API: sum of Series of all NaN should return 0 or NaN ? (original) (raw)

Summary

The question is what the sum of a Series of all NaNs should return (which is equivalent to an empty Series after skipping the NaNs): NaN or 0?

In [1]: s = Series([np.nan])                 

In [2]: s.sum(skipna=True)  # skipping NaNs is the default
Out[2]: nan or 0     <---- DISCUSSION POINT

In [3]: s.sum(skipna=False)
Out[3]: nan

The reason this is a discussion point has the following cause: the internal nansum implementation of pandas returns NaN. But, when bottleneck is installed, pandas will use bottlenecks implementation of nansum, which returns 0 (for the versions >= 1.0).
Bottleneck changed the behaviour from returning NaN to returning 0 to model it after numpy's nansum function.

This has the very annoying consequence that depending on whether bottleneck is installed or not (which is only an optional dependency), you get a different behaviour.

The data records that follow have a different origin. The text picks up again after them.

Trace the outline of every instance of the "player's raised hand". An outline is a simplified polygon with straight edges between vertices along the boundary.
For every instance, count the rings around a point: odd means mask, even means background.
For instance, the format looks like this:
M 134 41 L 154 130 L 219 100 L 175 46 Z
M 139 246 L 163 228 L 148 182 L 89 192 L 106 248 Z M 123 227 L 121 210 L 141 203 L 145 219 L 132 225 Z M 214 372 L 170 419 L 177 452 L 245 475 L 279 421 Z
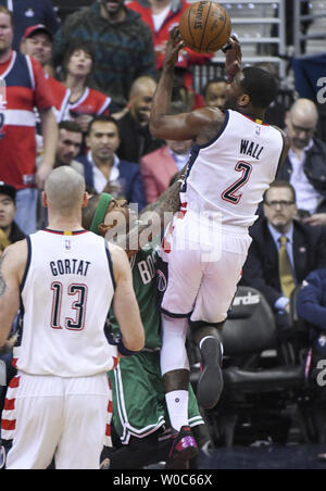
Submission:
M 185 48 L 185 42 L 181 38 L 180 32 L 177 26 L 173 27 L 168 35 L 168 40 L 165 50 L 165 66 L 174 66 L 178 61 L 179 51 Z
M 237 73 L 241 70 L 242 60 L 241 46 L 236 36 L 233 35 L 229 38 L 222 51 L 225 53 L 225 71 L 228 76 L 228 81 L 233 81 Z

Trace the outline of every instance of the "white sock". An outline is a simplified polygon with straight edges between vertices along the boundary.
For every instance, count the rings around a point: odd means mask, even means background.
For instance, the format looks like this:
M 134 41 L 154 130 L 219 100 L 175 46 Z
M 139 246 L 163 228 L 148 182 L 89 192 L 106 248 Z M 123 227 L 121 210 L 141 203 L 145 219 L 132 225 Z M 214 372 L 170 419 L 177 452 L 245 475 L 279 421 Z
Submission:
M 181 426 L 188 425 L 188 399 L 187 390 L 173 390 L 165 394 L 170 421 L 172 427 L 180 431 Z

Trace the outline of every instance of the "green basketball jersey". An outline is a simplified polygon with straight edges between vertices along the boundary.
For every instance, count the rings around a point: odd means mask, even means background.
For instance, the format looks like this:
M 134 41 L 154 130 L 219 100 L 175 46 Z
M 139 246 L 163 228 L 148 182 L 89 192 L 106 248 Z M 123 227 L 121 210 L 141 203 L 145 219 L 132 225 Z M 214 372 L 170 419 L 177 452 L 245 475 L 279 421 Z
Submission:
M 161 348 L 161 315 L 158 309 L 156 293 L 156 260 L 158 249 L 148 246 L 130 259 L 133 282 L 139 312 L 145 329 L 145 348 Z M 127 305 L 126 305 L 127 309 Z M 115 332 L 118 324 L 113 311 L 110 313 L 112 329 Z

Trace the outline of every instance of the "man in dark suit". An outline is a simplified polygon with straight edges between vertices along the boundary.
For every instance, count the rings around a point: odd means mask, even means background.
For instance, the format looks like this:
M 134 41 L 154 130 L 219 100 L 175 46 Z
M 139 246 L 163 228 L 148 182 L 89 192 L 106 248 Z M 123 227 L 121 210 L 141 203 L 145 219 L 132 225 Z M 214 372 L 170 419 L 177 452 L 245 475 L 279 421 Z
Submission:
M 305 224 L 326 225 L 326 143 L 315 138 L 315 103 L 298 99 L 286 113 L 285 123 L 291 148 L 276 179 L 296 188 L 297 205 Z
M 151 77 L 137 78 L 130 90 L 129 109 L 118 118 L 115 114 L 121 143 L 117 155 L 126 161 L 140 163 L 140 159 L 148 153 L 165 146 L 164 140 L 154 138 L 149 130 L 149 116 L 156 83 Z
M 146 205 L 146 196 L 139 165 L 120 160 L 115 154 L 118 144 L 116 121 L 110 116 L 95 117 L 86 136 L 89 151 L 77 159 L 85 168 L 86 186 L 97 193 L 109 190 L 114 198 L 138 203 L 141 210 Z
M 263 209 L 264 216 L 250 229 L 241 282 L 264 294 L 278 326 L 287 329 L 291 291 L 310 272 L 326 266 L 325 232 L 296 219 L 296 191 L 289 182 L 273 182 Z

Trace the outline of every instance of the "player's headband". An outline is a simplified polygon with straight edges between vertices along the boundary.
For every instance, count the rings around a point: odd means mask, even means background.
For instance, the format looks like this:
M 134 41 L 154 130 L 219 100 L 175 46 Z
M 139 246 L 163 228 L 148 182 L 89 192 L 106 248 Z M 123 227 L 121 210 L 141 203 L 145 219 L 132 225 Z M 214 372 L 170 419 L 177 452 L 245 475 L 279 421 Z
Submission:
M 97 205 L 93 218 L 91 221 L 90 225 L 90 231 L 93 231 L 95 234 L 99 235 L 99 225 L 104 222 L 109 204 L 111 203 L 113 197 L 109 194 L 108 192 L 102 192 L 99 203 Z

So the decision we need to make, is to either:

adapt pandas internal implementation to return 0, so in all cases 0 is returned for all NaN/empty series.
workaround bottlenecks behaviour or not use it for nansum, in order to consistently return NaN instead of 0
choose one of both above as the default, but have an option to switch behaviour

Original title: nansum in bottleneck 1.0 will return 0 for all NaN arrays instead of NaN

xref pydata/bottleneck#96
xref #9421

Tests are turned off for bottleneck >1.0 (xref TST: test_nanops turns off bottneck for all tests after #10986)

This matches a change from numpy 1.8 -> 1.9.

We should address this for pandas 0.16.

Should we work around the new behavior (probably the simplest choice) or change nansum in pandas?